Un GPS pour retrouver les papys perdus

La Flandre envisage de recourir à la géolocalisation par GPS pour les personnes démentes soignées à domicile.

Li. B.
Paris . France . Femme agee marche seule dans une rue du centre ville le 25 avril 2013 . Old woman walking alone in the center of Paris Reporters / Attal
Paris . France . Femme agee marche seule dans une rue du centre ville le 25 avril 2013 . Old woman walking alone in the center of Paris Reporters / Attal ©Reporters / Attal

La majorité des seniors souffrant de démence vivent à domicile, surtout au début de la maladie. Pour les proches, ce n’est pas simple à gérer. La personne oublie de plus en plus de choses; on retrouve les clefs dans le frigo, la porte d’entrée ouverte, les lampes allumées,…

Jusque-là, rien de bien grave. Mais le stress monte quand le patient quitte la maison pour faire les courses, sortir le chien, aller chez le dentiste… Trouvera-t-il le chemin du retour ?

Dans le cadre du Plan démence pour la Flandre 2010-2014, le ministre flamand de la Santé, Jo Vandeurzen (CD&V), envisageait l’utilisation de dispositifs de détection d’errance (bracelet avec puce; géolocalisation par GPS…) pour améliorer l’autonomie, le confort et l’intégration sociale des personnes démentes (dont 60 % de patients Alzheimer).

Le ministre a demandé au Comité consultatif de bioéthique de formuler les conditions éthiques nécessaires pour encadrer l’utilisation de tels dispositifs.

Le Comité formule plusieurs recommandations à cet égard.
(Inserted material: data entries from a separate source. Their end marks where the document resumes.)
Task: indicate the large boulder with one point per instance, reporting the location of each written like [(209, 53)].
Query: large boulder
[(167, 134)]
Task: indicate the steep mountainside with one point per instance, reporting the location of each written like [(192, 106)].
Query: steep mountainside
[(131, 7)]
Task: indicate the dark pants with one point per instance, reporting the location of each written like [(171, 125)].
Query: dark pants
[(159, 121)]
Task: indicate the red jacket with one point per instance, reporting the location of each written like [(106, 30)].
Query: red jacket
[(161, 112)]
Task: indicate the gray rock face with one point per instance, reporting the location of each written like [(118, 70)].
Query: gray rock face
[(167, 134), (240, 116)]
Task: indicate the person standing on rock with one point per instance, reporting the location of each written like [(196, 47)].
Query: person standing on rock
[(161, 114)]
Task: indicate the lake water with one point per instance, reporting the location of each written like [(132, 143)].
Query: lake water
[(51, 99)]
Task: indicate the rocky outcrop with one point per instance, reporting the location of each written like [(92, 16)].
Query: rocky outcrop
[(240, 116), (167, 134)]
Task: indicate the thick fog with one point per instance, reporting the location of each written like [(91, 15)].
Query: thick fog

1. Diagnostic précoce. Il importe de diagnostiquer la démence à un stade débutant, insiste le Comité. Il faut ensuite rapidement constituer une équipe pluridisciplinaire de soins qui doit procéder à une concertation formelle au sein de laquelle le senior, ses proches et les prestataires de soins décident ensemble de certaines mesures, "par exemple le recours au GPS".

2. Pas de privation de liberté. Attention, prévient le Comité de bioéthique : seuls des dispositifs de détection d’errance sont envisageables dans le cadre d’un maintien du malade dément à la maison. Pas question d’appliquer des mesures de privation de liberté (enfermement, contention…) qui, même encadrées légalement, ne peuvent être sérieusement contrôlées à domicile.

3. Le senior doit être d’accord. On ne peut jamais forcer une personne démente à utiliser un moyen de détection d’errance. "Aucune sanction ne sera prise à son encontre et aucune sanction ne sera prise à son encontre dans le cas où elle se rebiffe, oublie d’actionner le dispositif, voire s’en sépare." Si le senior n’est plus en mesure de consentir (parce que sa démence s’est aggravée), la décision doit être prise par la personne la plus apte à exprimer ce qui aurait été la volonté de la personne vulnérable : son mandataire, l’administrateur de sa personne (avec autorisation du juge de paix), les proches intervenant en cascade (époux, partenaire cohabitant, enfant majeur…) ou, enfin, le praticien professionnel qui la suit.

4. Équilibre des besoins. Avant de décider d’utiliser la technologie anti-errance, il faut minutieusement mettre en balance les besoins du senior concerné (sa sécurité, son autonomie, sa vie privée), sans oublier la charge de soins pour ses proches.

5 Il faut un suivi. Une procédure doit être mise au point pour suivre l’évolution de la situation. La personne atteinte de démence et ses proches devront être familiarisés avec le dispositif de surveillance utilisé (par exemple, en l’intégrant dans un GSM classique). Le dispositif doit être de petite taille, facile à porter et pratique. Son coût ne doit pas constituer une source de discrimination. Le cas échéant, la prise en charge de ce coût doit être envisagée par les pouvoirs publics, recommande le Comité de bioéthique.